As of now, UUnonymous supports text-based files, like .txt, .html, .json and .csv. UTF-8 encoding is assumed. Besides text files, UUnonymous is also able to handle (nested) zip archives. These archives will be unpacked in a temp folder, processed and zipped again.

Installation

$ pip install UUnonymous

Usage

Import the Anomymize class in your code and create an anonymization object like this:

from uunonymous import Anonymize

# refer to csv files in which keywords and substitutions are paired
anonymize_csv = Anonymize('/Users/casper/Desktop/keys.csv')

# using a dictionary instead of a csv file:
my_dict = {
    'A1234': 'aaaa',
    'B9876': 'bbbb',
}
anonymize_dict = Anonymize(my_dict)

# specifying a zip-format to zip unpacked archives after processing (.zip is default)
anonymize_zip = Anonymize('/Users/casper/Desktop/keys.csv', zip_format='gztar')

When using a csv-file, UUnonymous will assume your file contains two columns: the left column contains the keywords which need to be replaced, the right column contains their substitutions. Column headers are mandatory, but don't have to follow a specific format.

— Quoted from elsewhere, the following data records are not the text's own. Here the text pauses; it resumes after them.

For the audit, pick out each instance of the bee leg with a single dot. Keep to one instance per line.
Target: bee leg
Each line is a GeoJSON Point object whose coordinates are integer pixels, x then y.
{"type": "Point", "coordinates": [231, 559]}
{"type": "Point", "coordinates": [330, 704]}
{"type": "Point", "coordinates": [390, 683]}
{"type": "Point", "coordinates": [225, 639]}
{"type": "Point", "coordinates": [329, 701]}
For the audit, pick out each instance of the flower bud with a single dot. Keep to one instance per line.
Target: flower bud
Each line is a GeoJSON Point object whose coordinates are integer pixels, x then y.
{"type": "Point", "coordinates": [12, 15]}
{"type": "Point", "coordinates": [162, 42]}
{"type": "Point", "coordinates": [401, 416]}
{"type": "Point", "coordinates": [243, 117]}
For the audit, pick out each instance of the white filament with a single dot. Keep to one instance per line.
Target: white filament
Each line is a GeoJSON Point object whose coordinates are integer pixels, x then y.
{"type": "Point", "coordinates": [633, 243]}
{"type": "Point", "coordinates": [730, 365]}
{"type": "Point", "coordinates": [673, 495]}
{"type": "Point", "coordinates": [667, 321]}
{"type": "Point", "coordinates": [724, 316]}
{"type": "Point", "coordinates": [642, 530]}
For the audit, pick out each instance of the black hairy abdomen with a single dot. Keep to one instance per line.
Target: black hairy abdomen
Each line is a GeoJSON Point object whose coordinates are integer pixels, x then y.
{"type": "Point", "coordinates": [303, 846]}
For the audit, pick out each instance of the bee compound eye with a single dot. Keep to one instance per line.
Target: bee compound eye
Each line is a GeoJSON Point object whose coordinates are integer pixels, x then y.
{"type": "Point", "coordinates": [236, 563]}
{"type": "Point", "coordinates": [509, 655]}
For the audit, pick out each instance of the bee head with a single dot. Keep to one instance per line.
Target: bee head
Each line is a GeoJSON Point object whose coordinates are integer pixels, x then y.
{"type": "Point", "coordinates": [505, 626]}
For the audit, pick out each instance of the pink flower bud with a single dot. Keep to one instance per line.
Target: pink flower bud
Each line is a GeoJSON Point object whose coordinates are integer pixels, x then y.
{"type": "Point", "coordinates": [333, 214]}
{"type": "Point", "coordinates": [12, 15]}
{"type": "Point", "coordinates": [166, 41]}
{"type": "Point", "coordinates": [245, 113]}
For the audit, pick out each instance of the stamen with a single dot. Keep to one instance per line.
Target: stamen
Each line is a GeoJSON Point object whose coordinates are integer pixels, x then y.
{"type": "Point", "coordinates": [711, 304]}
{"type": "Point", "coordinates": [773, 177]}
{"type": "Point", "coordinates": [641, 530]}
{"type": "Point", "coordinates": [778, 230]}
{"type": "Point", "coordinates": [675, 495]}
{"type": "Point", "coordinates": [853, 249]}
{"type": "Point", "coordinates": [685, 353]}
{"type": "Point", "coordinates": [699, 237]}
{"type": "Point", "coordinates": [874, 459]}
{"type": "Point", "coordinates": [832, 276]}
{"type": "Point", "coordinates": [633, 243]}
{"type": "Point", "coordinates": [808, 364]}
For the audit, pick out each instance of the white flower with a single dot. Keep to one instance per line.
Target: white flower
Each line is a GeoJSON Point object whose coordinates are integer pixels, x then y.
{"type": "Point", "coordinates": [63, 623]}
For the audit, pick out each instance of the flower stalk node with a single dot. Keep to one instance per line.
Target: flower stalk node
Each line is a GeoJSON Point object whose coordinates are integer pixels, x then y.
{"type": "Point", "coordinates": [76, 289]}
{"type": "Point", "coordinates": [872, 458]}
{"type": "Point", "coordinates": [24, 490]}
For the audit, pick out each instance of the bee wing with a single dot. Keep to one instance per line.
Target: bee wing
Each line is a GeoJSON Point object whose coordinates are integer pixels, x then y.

When using a dictionary only (absence of the pattern argument), the keys will be replaced by their values.

Performance might be enhanced when your keywords can be generalized into regular expressions. Anynomize_UU will search these patterns and replace them instead of matching the entire dictionary/csv-file against file contents or file/folder-paths. Example:

anonymize_regex = Anonymize(my_dict, pattern=r'[A-B]\d{4}')

By default is case sensitive by default. The regular expressions that take care of the replacements can be modified by using the flag parameter. It takes one or more variables which can be found here. Multiple variables are combined by a bitwise OR (the | operator). Example for a case-insensitive substitution:

anonymize_regex = Anonymize(my_dict, flags=re.IGNORECASE)

By using the use_word_boundaries argument (defaults to False), the algorithm ignores substring matches. If 'ted' is a key in your dictionary, without use_word_boundaries the algorithm will replace the 'ted' part in f.i. 'created_at'. You can overcome this problem by setting use_word_boundaries to True. It will put the \b-anchor around your regex pattern or dictionary keys. The beauty of the boundary anchors is that '@' is considered a boundary as well, and thus names in email addresses can be replaced. Example:

anonymize_regex = Anonymize(my_dict, use_word_boundaries=True)

Windows usage

There is an issue with creating zip archives. Make sure you run UUnonymous as administrator.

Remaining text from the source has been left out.